コロナ禍での看護師不足が深刻化する一方、給料が仕事に見合わないという声が上がっています。看護師に限らず、社会的価値がある仕事をしている人たちの賃金が低いのはなぜなのでしょうか。職場にひそむ精神的暴力や封建制・労働信仰を分析し、どうでもいい仕事が蔓延するメカニズムを解明した『ブルシット・ジョブ クソどうでもいい仕事の理論』を一部抜粋・再編集してお届けします。

■社会的に価値のある労働者は「医療研究者」
多種多様な職業の社会的価値を実際にすべて測定しようと試みた経済学者は、ほとんどいない。おそらく、大半の経済学者はそうした考えを愚か者の所業と考えているだろう。しかし、そのようなことを試みてきたその少数の経済学者たちは、有用性(ユースフルネス)と報酬のあいだには反転した関係があることを立証してきた。

2017年の論文で、アメリカの経済学者ベンジャミン・B・ロックウッド、チャールズ・G・ナタンソン、E・グレン・ワイルは、高給取りであるさまざまの職業にかかわる「外部性」(社会的コスト)と「スピルオーバー効果」(社会的便益)について既存の文献を探査している。

その目的は、それぞれの職業が経済全体に対し、どれだけの量〔の価値〕を追加しているか、あるいは差し引いているかを計測することは可能かを探ることにある。

彼らの結論は、そこにふくまれている諸価値があまりに主観的なので測定不可能である事例――とりわけクリエイティブ産業に関連している――もあれば、おおまかな計算が可能な事例もあるというものだった。

彼らの結論では、貢献度を計算できるもののうち最も社会的に価値のある労働者は医療研究者であり、その職業についている人びとは1ドルの給料につき社会に9ドル分の価値を追加している。

一方で最も価値の小さい労働者は金融部門で働いている人びとだが、彼らは平均して1ドルの報酬につき社会から1ドル以上の価値を差し引いている(そしていうまでもないが、金融部門の労働者はたいていきわめて高い報酬を得ている)。

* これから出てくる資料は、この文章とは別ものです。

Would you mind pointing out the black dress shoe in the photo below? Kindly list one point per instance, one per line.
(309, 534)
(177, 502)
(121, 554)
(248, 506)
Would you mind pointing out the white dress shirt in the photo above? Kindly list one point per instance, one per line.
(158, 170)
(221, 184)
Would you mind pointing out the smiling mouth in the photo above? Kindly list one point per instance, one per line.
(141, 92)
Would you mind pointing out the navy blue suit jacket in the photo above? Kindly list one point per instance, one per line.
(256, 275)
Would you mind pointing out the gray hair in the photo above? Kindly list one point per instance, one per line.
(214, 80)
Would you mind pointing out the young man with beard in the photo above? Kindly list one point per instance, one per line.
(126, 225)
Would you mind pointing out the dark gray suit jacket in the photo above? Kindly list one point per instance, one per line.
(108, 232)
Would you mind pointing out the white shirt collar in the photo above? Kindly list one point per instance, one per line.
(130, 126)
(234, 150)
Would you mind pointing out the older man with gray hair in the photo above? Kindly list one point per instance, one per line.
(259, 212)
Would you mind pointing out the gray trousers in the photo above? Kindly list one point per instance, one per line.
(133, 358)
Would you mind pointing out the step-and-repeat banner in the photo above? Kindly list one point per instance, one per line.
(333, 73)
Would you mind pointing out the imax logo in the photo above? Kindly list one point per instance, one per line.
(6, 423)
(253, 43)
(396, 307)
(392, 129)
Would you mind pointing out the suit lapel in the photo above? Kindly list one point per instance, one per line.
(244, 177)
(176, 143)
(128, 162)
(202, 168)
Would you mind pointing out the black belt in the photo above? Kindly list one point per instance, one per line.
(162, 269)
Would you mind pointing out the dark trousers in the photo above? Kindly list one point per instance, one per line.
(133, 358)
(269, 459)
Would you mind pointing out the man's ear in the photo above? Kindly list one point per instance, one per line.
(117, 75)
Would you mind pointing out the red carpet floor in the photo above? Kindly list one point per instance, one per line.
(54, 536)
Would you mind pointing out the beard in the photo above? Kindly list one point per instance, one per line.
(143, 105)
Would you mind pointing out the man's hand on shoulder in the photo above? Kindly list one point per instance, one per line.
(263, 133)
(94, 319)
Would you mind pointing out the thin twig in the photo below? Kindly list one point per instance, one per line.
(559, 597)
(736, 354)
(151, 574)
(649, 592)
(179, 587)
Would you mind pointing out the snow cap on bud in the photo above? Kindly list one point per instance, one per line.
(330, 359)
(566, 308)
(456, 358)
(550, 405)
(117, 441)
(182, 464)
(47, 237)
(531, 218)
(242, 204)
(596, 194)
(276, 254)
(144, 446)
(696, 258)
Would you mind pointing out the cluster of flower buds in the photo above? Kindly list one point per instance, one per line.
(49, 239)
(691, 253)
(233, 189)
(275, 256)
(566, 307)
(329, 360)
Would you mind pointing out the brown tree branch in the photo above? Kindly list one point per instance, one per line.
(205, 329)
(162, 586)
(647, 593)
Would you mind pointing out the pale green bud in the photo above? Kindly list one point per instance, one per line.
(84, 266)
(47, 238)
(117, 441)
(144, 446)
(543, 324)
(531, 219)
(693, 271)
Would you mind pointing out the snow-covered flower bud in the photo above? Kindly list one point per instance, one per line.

分析結果の全容は、次のようなものである(▲はマイナス)。

•研究者 +9

•教師 +1

•エンジニア +0.2

コンサルタントとIT専門家 0

•弁護士 ▲0.2

•広告マーケティング専門家 ▲0.3

•マネジャー ▲0.8

•金融部門 ▲1.5

確かにこの結果は、このような職業の価値全体に対して多数の人びとが抱く直感的な疑問を裏づけているように見えるし、それゆえ、それが事細かに分析されているのを見るのは愉快でもある。

しかし、著者たちは最高給取りの職業だけに焦点を絞っているために、ここでの目的のために活用するのには限界がある。おそらくリストの中で、教師は少なくとも平均値において最も賃金の低い労働者であり、研究者の多数はギリギリのところで生活している。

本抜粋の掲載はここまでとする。